Dr Sarah Bourke
Sarah Bourke is a Research Fellow with the National Centre for Epidemiology and Population Health at the Australian National University (ANU). She is working with the Mayi Kuwayu National Study of Aboriginal and Torres Strait Islander Wellbeing, a national epidemiological study exploring the social and cultural determinants of health for Australia's Indigenous peoples. Sarah is an Aboriginal woman born and raised in Canberra, Australia, and is descended from the Gidja people of Western Australia and the Gamilaroi people on the border of Queensland and New South Wales. She completed her undergraduate studies at ANU in biological anthropology and psychology before being awarded a General Sir John Monash Scholarship and a Roberta Sykes Scholarship to study for an MPhil in Medical Anthropology with Keble College at Oxford. She was then awarded a Roberta Sykes Scholarship and a Chevening Scholarship to continue on at Oxford for a DPhil in Anthropology at St. John's College, under the supervision of Professor Stanley Ulijaszek.

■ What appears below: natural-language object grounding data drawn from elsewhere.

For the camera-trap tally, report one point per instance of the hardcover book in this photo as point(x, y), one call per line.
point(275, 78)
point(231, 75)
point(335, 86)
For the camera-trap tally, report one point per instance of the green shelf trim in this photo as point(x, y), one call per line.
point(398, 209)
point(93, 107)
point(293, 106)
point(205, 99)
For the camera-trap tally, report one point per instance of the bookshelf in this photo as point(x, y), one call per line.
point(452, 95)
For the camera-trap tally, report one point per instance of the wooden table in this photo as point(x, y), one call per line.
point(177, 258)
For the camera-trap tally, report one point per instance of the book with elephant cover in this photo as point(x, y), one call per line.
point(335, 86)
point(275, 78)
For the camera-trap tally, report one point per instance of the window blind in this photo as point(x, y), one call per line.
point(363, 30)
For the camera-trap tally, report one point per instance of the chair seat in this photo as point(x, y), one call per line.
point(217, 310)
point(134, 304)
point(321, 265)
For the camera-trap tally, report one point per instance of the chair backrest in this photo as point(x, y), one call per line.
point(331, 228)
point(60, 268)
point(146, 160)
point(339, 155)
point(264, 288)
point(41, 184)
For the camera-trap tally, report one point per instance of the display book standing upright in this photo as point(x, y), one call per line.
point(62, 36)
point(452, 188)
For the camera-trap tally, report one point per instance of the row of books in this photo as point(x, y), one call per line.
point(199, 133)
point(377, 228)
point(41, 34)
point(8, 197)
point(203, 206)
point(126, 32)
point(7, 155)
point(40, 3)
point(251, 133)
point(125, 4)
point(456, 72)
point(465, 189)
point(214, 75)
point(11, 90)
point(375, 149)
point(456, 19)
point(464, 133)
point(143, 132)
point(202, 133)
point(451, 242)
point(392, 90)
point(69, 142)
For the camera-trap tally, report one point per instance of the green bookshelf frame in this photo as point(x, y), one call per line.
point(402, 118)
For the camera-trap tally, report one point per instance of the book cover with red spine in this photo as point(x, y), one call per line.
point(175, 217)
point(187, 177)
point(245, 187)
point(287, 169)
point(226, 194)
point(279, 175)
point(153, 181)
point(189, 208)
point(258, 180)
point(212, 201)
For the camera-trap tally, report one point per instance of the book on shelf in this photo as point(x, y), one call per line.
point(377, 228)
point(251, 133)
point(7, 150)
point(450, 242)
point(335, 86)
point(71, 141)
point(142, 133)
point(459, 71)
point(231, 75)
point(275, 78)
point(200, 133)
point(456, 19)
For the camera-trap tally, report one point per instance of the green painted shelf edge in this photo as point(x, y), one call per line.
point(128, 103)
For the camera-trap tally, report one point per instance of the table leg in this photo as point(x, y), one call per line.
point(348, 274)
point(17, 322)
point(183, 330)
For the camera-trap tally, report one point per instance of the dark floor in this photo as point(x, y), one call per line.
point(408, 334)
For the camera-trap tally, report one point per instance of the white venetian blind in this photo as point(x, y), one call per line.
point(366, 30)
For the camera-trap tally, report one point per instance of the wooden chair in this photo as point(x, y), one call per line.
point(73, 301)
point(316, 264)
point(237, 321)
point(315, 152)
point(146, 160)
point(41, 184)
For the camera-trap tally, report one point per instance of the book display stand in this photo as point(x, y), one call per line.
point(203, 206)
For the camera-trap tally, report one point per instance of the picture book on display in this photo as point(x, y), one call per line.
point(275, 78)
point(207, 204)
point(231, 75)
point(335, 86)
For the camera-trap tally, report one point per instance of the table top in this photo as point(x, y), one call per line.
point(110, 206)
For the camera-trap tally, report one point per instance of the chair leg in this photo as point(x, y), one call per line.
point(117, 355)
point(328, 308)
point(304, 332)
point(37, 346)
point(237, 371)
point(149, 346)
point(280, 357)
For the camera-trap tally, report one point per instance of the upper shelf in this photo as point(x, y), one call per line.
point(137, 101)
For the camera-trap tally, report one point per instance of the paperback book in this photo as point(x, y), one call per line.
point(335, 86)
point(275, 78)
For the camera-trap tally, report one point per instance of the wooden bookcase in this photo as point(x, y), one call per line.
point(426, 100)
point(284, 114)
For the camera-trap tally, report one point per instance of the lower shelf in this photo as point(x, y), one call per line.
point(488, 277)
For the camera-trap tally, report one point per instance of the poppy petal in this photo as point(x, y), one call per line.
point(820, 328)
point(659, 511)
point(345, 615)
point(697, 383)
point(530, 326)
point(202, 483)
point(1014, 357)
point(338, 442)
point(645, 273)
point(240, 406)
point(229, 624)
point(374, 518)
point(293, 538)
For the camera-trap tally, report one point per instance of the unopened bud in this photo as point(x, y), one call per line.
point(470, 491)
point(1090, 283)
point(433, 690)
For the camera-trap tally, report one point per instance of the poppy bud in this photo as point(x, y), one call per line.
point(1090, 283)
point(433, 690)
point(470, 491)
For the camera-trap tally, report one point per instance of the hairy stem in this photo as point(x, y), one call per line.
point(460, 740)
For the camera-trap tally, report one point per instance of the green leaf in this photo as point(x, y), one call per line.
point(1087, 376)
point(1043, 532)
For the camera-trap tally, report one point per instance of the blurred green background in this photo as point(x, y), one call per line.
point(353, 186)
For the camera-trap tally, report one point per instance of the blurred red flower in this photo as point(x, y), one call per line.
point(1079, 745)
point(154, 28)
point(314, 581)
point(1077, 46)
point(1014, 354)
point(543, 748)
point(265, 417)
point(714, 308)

Sarah's doctoral thesis utilised an Indigenist research framework to ethnographically examine the historical, social, and political factors which influenced the development of the Mayi Kuwayu Study and its emphasis on 'measuring' culture. During her fellowship, Sarah plans to continue her work building an Indigenous-led research agenda exploring what helps Indigenous individuals, communities, and cultures thrive. As a postdoctoral affiliate with SAME, Sarah hopes to network with researchers from across the School interested in understanding cultural determinants of human health in diverse populations.